My mom would not be included even though she lives in Columbus because she does not have any aprcatg_donr_codes which start with A:
spraddr{ 9999, ‘MA’, NULL, 43091-1111 }
aprcatg{ 9999, ‘PG’ }

My goal is, for particular georegions, get a count of everyone who is still alive, has an ‘A%’ donr_code, and still lives in that georegion (status_ind IS NULL and spraddr_to_date < SYSDATE or spraddr_to_date IS NULL) and is of type MA (spraddr_atyp_code of ‘MA’).

This is what I currently have:
Code:
  SELECT /*+INDEX( SPRADDR SPRADDR_KEY_INDEX ) +INDEX( APRCATG PK_APRCATG ) +ALL_ROWS*/
  	   COUNT( DISTINCT spraddr_pidm )
  	 , sorgeor_geor_code
    FROM sorgeor
   INNER
    JOIN spraddr
  	ON spraddr_pidm IN( SELECT /*+INDEX( APRCATG PK_APRCATG )*/ aprcatg_pidm
 						 FROM aprcatg
 					 WHERE aprcatg_pidm = spraddr_pidm
 						 AND aprcatg_donr_code LIKE 'A%' )
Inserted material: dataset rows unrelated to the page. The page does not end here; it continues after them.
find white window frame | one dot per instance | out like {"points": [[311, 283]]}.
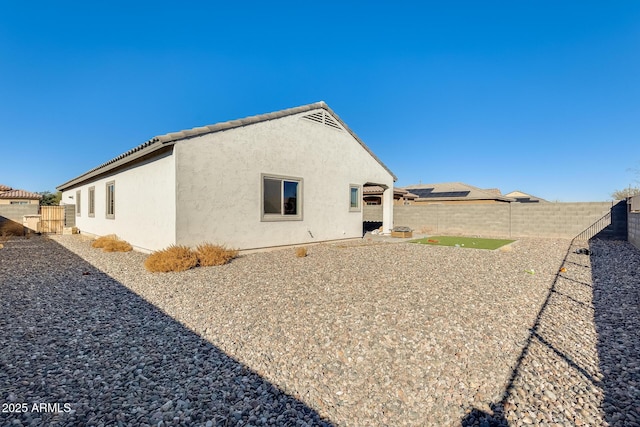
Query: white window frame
{"points": [[110, 212], [281, 216], [91, 210], [358, 207], [78, 203]]}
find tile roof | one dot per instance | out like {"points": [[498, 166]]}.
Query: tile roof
{"points": [[521, 196], [454, 191], [169, 139], [376, 189], [19, 194]]}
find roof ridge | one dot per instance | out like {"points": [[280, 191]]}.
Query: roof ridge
{"points": [[168, 139]]}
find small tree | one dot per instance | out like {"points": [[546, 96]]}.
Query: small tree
{"points": [[627, 192], [50, 199]]}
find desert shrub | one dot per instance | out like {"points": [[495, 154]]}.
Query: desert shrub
{"points": [[111, 243], [11, 228], [173, 258], [100, 242], [209, 254], [117, 246]]}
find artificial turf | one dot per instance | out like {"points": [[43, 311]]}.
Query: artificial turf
{"points": [[465, 242]]}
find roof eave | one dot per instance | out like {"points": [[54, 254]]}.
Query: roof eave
{"points": [[130, 156], [161, 141]]}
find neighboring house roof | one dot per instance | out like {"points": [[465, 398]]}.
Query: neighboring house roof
{"points": [[161, 141], [374, 190], [523, 197], [19, 194], [448, 191]]}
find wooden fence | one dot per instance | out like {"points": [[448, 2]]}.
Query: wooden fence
{"points": [[51, 219]]}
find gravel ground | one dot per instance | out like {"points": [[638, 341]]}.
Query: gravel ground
{"points": [[358, 334]]}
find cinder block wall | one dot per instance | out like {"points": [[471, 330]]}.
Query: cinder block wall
{"points": [[506, 220], [16, 212], [555, 219], [634, 228]]}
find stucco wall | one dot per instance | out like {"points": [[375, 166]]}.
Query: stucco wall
{"points": [[634, 228], [144, 204], [219, 183], [19, 202], [513, 219], [16, 212]]}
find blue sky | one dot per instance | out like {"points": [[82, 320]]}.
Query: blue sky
{"points": [[539, 96]]}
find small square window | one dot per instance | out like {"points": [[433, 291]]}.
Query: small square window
{"points": [[281, 198], [78, 203], [92, 201], [354, 198]]}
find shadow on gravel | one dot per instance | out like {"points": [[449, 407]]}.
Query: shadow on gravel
{"points": [[556, 378], [85, 350], [615, 269]]}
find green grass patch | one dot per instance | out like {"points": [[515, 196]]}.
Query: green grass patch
{"points": [[464, 242]]}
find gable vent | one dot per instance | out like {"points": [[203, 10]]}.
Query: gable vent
{"points": [[324, 118]]}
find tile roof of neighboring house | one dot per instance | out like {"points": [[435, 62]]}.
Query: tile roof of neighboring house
{"points": [[376, 189], [19, 194], [455, 191], [168, 139], [523, 197]]}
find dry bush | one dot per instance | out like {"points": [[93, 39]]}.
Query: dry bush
{"points": [[100, 242], [209, 254], [173, 258], [11, 228], [111, 243], [117, 246]]}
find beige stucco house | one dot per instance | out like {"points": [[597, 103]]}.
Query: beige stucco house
{"points": [[286, 178]]}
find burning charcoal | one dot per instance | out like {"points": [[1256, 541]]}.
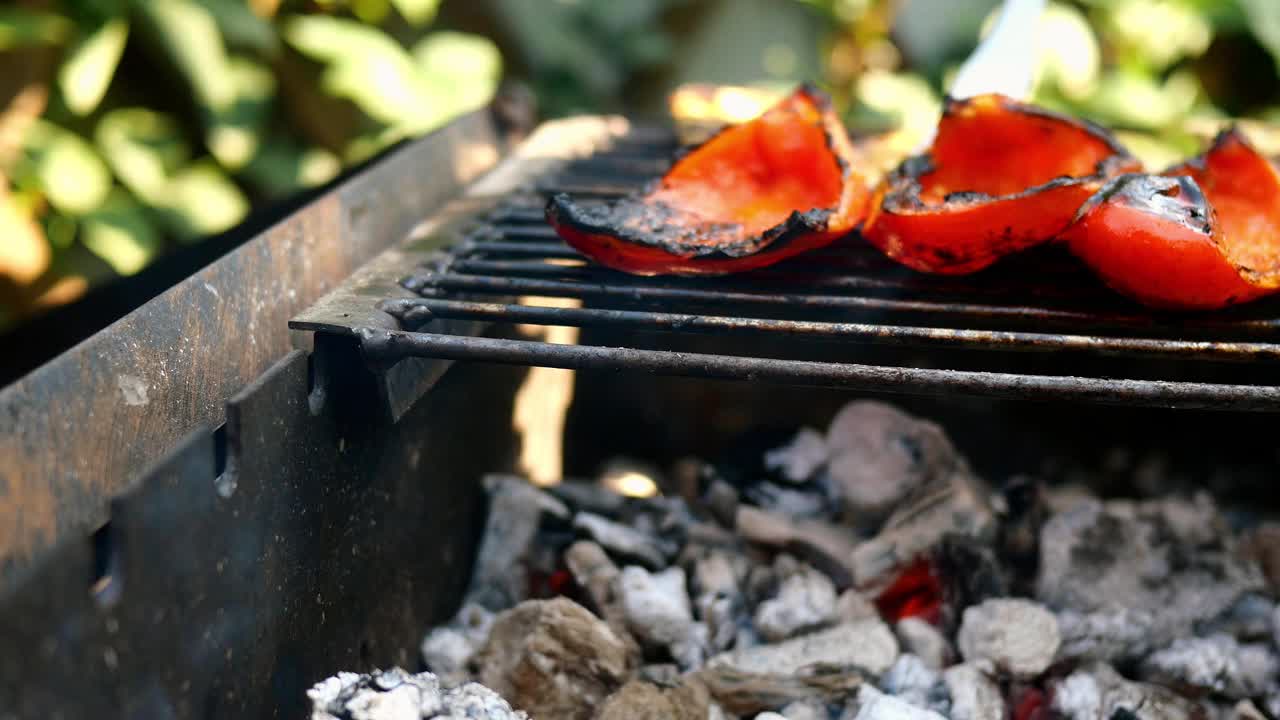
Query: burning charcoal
{"points": [[924, 641], [955, 505], [880, 455], [973, 695], [1217, 664], [874, 705], [1018, 636], [644, 701], [501, 577], [622, 540], [798, 460], [1114, 636], [1097, 691], [657, 611], [913, 680], [1143, 556], [394, 695], [749, 693], [447, 650], [553, 659], [867, 645], [805, 600]]}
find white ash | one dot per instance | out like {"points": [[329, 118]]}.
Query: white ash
{"points": [[880, 454], [553, 659], [798, 460], [1097, 691], [867, 645], [501, 575], [922, 639], [1112, 636], [394, 695], [874, 705], [622, 540], [807, 600], [1143, 556], [917, 683], [448, 650], [1219, 664], [658, 611], [956, 505], [1018, 636], [974, 696]]}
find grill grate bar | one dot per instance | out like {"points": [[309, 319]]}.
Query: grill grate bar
{"points": [[859, 332], [394, 345]]}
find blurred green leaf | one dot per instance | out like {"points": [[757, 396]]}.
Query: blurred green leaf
{"points": [[144, 147], [282, 167], [366, 67], [417, 12], [190, 35], [120, 233], [87, 71], [71, 173], [462, 69], [234, 135], [1264, 18], [21, 27], [201, 200], [242, 27]]}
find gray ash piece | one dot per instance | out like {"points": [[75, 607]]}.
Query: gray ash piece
{"points": [[864, 572]]}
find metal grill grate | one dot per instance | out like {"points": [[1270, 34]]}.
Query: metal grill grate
{"points": [[1036, 327]]}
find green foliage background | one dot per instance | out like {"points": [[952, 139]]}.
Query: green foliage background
{"points": [[131, 127]]}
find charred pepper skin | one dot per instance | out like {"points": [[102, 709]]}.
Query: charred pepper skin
{"points": [[1001, 176], [755, 194], [1202, 236]]}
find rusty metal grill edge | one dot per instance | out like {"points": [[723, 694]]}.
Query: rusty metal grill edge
{"points": [[1040, 304]]}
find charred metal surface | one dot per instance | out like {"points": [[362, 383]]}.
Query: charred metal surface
{"points": [[356, 304], [80, 428], [234, 575], [391, 345]]}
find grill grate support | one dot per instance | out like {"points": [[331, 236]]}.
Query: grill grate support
{"points": [[1042, 304]]}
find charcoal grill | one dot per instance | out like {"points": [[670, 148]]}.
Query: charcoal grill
{"points": [[295, 504], [991, 326]]}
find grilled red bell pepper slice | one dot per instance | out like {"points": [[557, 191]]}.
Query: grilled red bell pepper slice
{"points": [[754, 194], [1001, 176], [1202, 236]]}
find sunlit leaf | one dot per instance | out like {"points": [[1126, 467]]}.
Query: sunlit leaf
{"points": [[144, 147], [462, 69], [19, 27], [416, 12], [191, 37], [69, 172], [234, 135], [120, 233], [24, 253], [242, 27], [1069, 54], [201, 200], [366, 67], [88, 68], [1264, 19], [282, 167]]}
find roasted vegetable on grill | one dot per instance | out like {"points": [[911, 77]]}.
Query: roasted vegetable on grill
{"points": [[1202, 236], [1001, 176], [754, 194]]}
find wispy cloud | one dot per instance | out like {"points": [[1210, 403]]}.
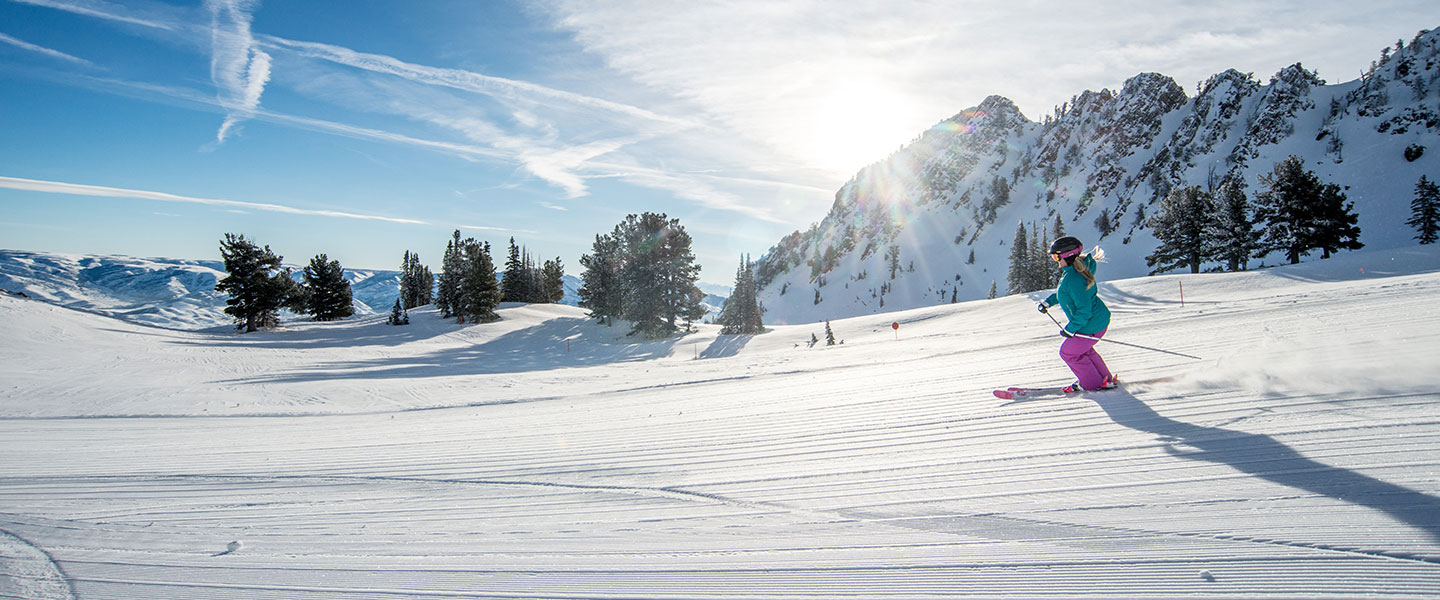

     AND spraddr_pidm IN( SELECT spbpers_pidm
 						 FROM spbpers
 					 WHERE spbpers_pidm = spraddr_pidm
 						 AND spbpers_dead_ind IS NULL )
     AND spraddr_atyp_code = 'MA'
     AND spraddr_status_ind IS NULL
     AND NVL( spraddr_to_date, SYSDATE - 1 ) < SYSDATE
     AND spraddr_zip BETWEEN sorgeor_start_range AND sorgeor_end_range   
  GROUP
  	BY sorgeor_geor_code
Here is the query plan for the first query:
Code:
  0, SELECT STATEMENT
    1,  SORT,  GROUP BY
     2,   TABLE ACCESS,   BY INDEX ROWID,   SORGEOR
  	3,	NESTED LOOPS
  	 4,	 NESTED LOOPS
  	  5,	  NESTED LOOPS
 	 6,	 INDEX,	 FULL SCAN,	 PK_APRCATG
 	 7,	 TABLE ACCESS,	 BY INDEX ROWID,	 SPRADDR
 	 8,	 INDEX,		RANGE SCAN,		SPRADDR_KEY_INDEX
 	 9,	 TABLE ACCESS,	 BY INDEX ROWID,	 SPBPERS
 	 10,	 INDEX,	 UNIQUE SCAN,	 PK_SPBPERS
  	 11,	 INLIST ITERATOR
 	 12,	 INDEX,	 RANGE SCAN,	 SORGEOR_KEY_INDEX2
Here is if I remove the index hints:
Code:
  0, SELECT STATEMENT
    1,  SORT,  GROUP BY
     2,   NESTED LOOPS
  	3,	NESTED LOOPS
  	 4,	 HASH JOIN
 	 5,	 TABLE ACCESS,	 FULL,	 SPRADDR
 	 6,	 TABLE ACCESS,	 FULL,	 APRCATG
  	 7,	 INLIST ITERATOR
 	 8,	 TABLE ACCESS,	 BY INDEX ROWID,	 SORGEOR
 	 9,	 INDEX,	 RANGE SCAN,	 SORGEOR_KEY_INDEX2
 	10,	TABLE ACCESS,	BY INDEX ROWID,	SPBPERS
 	 11,	 INDEX,	 UNIQUE SCAN,	 PK_SPBPERS
If I try this query:
Code:
  SELECT  /*+ALL_ROWS INDEX( SPRADDR SPRADDR_KEY_INDEX )*/  
  	   COUNT( DISTINCT spraddr_pidm ) 
  	 , sorgeor_geor_code 
    FROM sorgeor 
   INNER 
    JOIN spraddr 
  	ON EXISTS( SELECT /*+INDEX( APRCATG PK_APRCATG )*/ *
 						 FROM aprcatg 
 					 WHERE aprcatg_pidm = spraddr_pidm 
 						 AND aprcatg_donr_code LIKE 'A%' ) 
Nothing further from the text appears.